So at AS-Level I achieved BBC, in Biology, Chemistry and Psychology, when I went on to do A2 I ended up getting CDD. Obviously gutted, I knew there was no hope through clearing as I wanted to do Geography (but was willing to do radiology or nursing instead ) as they required at least 280 UCAS Points, so BCC.
In the end I decided to take a gap year and retake as I knew I could do better. I applied to the same universities which all gave me the same offers for the same course, and I knew that I at least needed BCC to get into my insurance or anything else, should worse comes to worse.
Then comes exam time, surely enough I did panic in some exams but there was nothing I could do. On results day this year I was put through clearing again but this time with CCC, one UMS off a B in Geography which my insurance would have accepted. I obviously called countless times but they wouldnt accept me despite the fact the took in people with the same grades as me. (I don't know what else I could have done to convince them) I also called other universities for other subjects of interest but it was still the same answer.
In the end I settled for a different mid league uni but in a language/arts degree, which I'm not very comfortable with, as the thought of future prospects and whether I will enjoy it is starting to frighten me. (I would mention what I was doing and where but because the course is really small and I'm pretty sure I'd be found out lol.)
I haven't started university yet, but as everyday passes I feel as though I'm becoming more and more depressed, because now I'm doing a degree in a 'unique' field which I have never considered before and don't particularly like, (I only agreed as it seemed interesting) employment opportunities seem quite bleak, but i don't know if thats with most BA degrees. I'm also pretty embarrassed having failed A2 twice :/ .

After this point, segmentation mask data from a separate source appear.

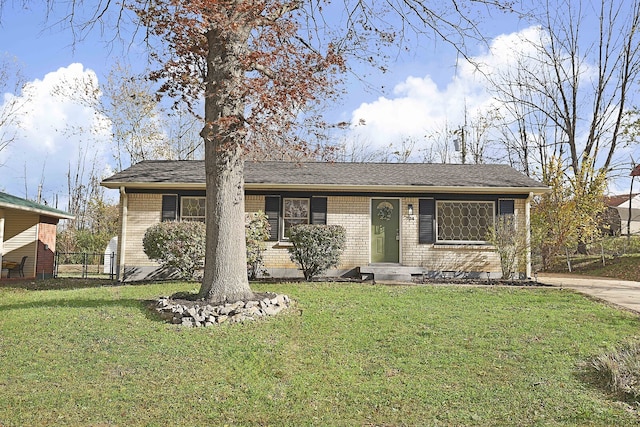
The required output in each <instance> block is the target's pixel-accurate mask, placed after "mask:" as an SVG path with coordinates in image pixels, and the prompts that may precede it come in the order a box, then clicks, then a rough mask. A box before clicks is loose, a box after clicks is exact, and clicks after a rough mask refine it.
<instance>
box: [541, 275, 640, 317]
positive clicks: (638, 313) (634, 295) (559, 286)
mask: <svg viewBox="0 0 640 427" xmlns="http://www.w3.org/2000/svg"><path fill="white" fill-rule="evenodd" d="M538 282H540V283H544V284H547V285H553V286H559V287H563V288H569V289H574V290H576V291H578V292H580V293H583V294H586V295H590V296H592V297H595V298H599V299H601V300H604V301H607V302H610V303H612V304H615V305H618V306H620V307H623V308H626V309H628V310H631V311H634V312H636V313H638V314H640V282H631V281H628V280H618V279H609V278H607V277H590V276H579V275H574V274H555V273H539V274H538Z"/></svg>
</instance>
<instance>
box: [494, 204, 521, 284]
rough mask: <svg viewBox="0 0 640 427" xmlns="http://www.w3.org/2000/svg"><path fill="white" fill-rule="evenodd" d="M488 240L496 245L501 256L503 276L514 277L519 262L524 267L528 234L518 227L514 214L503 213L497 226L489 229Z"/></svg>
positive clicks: (496, 247)
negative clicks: (527, 236) (505, 213)
mask: <svg viewBox="0 0 640 427" xmlns="http://www.w3.org/2000/svg"><path fill="white" fill-rule="evenodd" d="M487 241H488V242H489V243H491V244H492V245H494V246H495V247H496V251H497V252H498V256H499V257H500V267H501V268H502V278H503V279H507V280H508V279H512V278H513V276H514V274H515V273H517V272H518V264H521V266H522V267H523V269H524V265H523V264H524V263H523V261H524V260H525V259H526V256H527V236H526V234H525V232H524V231H523V230H519V229H518V228H516V219H515V216H514V215H501V216H500V217H498V220H497V221H496V226H495V227H491V228H490V229H489V232H488V235H487Z"/></svg>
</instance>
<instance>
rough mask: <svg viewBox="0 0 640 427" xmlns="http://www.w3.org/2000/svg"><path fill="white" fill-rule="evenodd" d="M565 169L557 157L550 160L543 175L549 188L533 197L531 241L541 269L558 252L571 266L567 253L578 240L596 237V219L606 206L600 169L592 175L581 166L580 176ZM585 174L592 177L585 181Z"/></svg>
mask: <svg viewBox="0 0 640 427" xmlns="http://www.w3.org/2000/svg"><path fill="white" fill-rule="evenodd" d="M566 169H567V167H566V166H565V165H563V164H562V162H561V161H560V159H557V158H552V159H551V161H550V162H549V165H548V167H547V169H546V171H547V172H546V175H545V176H544V178H543V182H544V183H545V184H546V185H548V186H549V187H550V188H551V191H550V192H549V193H545V194H543V195H542V196H540V197H538V198H536V199H535V200H534V202H533V207H532V211H531V229H532V242H533V245H534V246H536V247H537V248H538V250H539V252H540V255H541V258H542V267H543V269H545V270H546V269H548V268H549V267H550V266H551V263H552V262H553V261H554V259H555V258H556V257H557V256H558V255H560V254H562V253H565V254H566V255H567V265H568V266H569V269H571V262H570V257H569V254H570V252H573V251H575V250H576V248H577V247H578V244H579V243H581V242H582V243H588V242H590V241H592V240H594V239H595V238H596V237H599V236H600V233H601V231H600V225H601V220H600V219H601V217H602V213H603V212H604V210H605V209H606V206H605V204H604V189H605V187H606V179H605V174H604V172H600V173H597V174H594V172H593V170H591V169H586V168H585V170H584V174H583V175H579V176H572V175H568V174H567V173H566ZM587 176H590V177H592V178H590V181H589V182H587V181H586V179H587V178H586V177H587ZM594 176H595V178H593V177H594Z"/></svg>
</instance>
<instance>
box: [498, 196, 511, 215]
mask: <svg viewBox="0 0 640 427" xmlns="http://www.w3.org/2000/svg"><path fill="white" fill-rule="evenodd" d="M514 213H515V201H514V200H512V199H505V200H500V201H499V202H498V214H499V215H501V216H502V215H513V214H514Z"/></svg>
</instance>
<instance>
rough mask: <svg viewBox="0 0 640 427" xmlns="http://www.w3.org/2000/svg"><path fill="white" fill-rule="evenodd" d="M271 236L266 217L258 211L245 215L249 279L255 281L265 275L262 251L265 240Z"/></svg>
mask: <svg viewBox="0 0 640 427" xmlns="http://www.w3.org/2000/svg"><path fill="white" fill-rule="evenodd" d="M270 236H271V226H270V225H269V219H268V218H267V215H266V214H265V213H264V212H262V211H258V212H256V213H253V214H247V215H246V218H245V237H246V241H247V274H248V276H249V279H255V278H256V277H258V276H259V275H262V274H265V273H266V270H265V268H264V264H263V260H264V251H265V250H266V245H265V243H264V242H265V240H267V239H269V237H270Z"/></svg>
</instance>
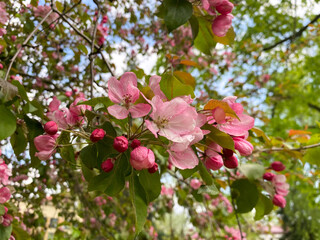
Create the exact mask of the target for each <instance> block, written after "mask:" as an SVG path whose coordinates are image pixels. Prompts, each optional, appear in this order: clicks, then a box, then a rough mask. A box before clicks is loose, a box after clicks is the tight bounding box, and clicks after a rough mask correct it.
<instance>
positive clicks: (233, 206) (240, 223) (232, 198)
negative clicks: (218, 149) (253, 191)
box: [227, 172, 243, 240]
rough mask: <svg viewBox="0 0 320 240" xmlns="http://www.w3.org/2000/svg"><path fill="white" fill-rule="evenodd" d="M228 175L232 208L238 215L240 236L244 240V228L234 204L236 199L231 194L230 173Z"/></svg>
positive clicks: (238, 224)
mask: <svg viewBox="0 0 320 240" xmlns="http://www.w3.org/2000/svg"><path fill="white" fill-rule="evenodd" d="M227 174H228V185H229V187H230V195H231V203H232V207H233V209H234V213H235V215H236V219H237V224H238V227H239V231H240V236H241V240H242V239H243V235H242V228H241V223H240V219H239V216H238V211H237V208H236V204H235V202H234V198H233V196H232V192H231V184H230V173H229V172H227Z"/></svg>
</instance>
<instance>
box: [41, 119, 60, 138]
mask: <svg viewBox="0 0 320 240" xmlns="http://www.w3.org/2000/svg"><path fill="white" fill-rule="evenodd" d="M44 131H45V132H46V133H47V134H49V135H55V134H56V133H57V132H58V125H57V124H56V123H55V122H54V121H49V122H47V123H46V124H45V125H44Z"/></svg>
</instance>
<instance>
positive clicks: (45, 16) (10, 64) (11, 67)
mask: <svg viewBox="0 0 320 240" xmlns="http://www.w3.org/2000/svg"><path fill="white" fill-rule="evenodd" d="M51 13H52V9H51V10H50V11H49V12H48V13H47V15H46V16H45V17H44V18H43V19H42V20H41V21H40V22H39V23H38V25H37V26H36V27H35V28H34V29H33V31H32V32H31V33H30V34H29V35H28V37H27V38H26V40H24V42H23V43H22V44H21V46H20V47H19V49H18V51H17V52H16V54H15V55H14V56H13V58H11V60H10V64H9V67H8V70H7V72H6V76H5V77H4V81H7V79H8V76H9V73H10V70H11V68H12V64H13V63H14V61H15V60H16V58H17V57H18V55H19V53H20V51H21V50H22V49H23V47H24V46H25V45H26V44H27V43H28V42H29V40H30V39H31V38H32V36H33V35H34V34H35V32H36V31H37V30H38V29H39V27H40V26H41V25H42V23H43V22H44V21H45V20H46V19H47V18H48V17H49V16H50V14H51Z"/></svg>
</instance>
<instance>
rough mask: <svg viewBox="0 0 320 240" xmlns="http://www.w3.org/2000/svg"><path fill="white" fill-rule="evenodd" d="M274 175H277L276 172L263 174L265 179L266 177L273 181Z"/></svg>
mask: <svg viewBox="0 0 320 240" xmlns="http://www.w3.org/2000/svg"><path fill="white" fill-rule="evenodd" d="M274 176H275V174H274V173H271V172H266V173H265V174H263V179H265V180H267V181H271V180H272V179H273V177H274Z"/></svg>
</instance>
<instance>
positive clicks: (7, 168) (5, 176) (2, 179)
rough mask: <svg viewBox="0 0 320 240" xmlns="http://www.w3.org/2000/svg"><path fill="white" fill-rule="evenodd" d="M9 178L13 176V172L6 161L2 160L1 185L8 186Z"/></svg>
mask: <svg viewBox="0 0 320 240" xmlns="http://www.w3.org/2000/svg"><path fill="white" fill-rule="evenodd" d="M9 176H11V170H10V169H9V168H8V166H7V164H6V163H5V162H4V160H3V159H1V158H0V183H2V184H3V185H8V184H9Z"/></svg>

I wanted to do something that compromised with humanities and science or even just science when I think about it now.
I have thought of internships, but nothing of interest has been available, and no I don't believe university isn't for me because I know what I'm capable of and I know its something I want to do. I would really appreciate any advice as I'm so confused and I don't know what else to do.
Please give genuine advice, and thanks for reading this really long post.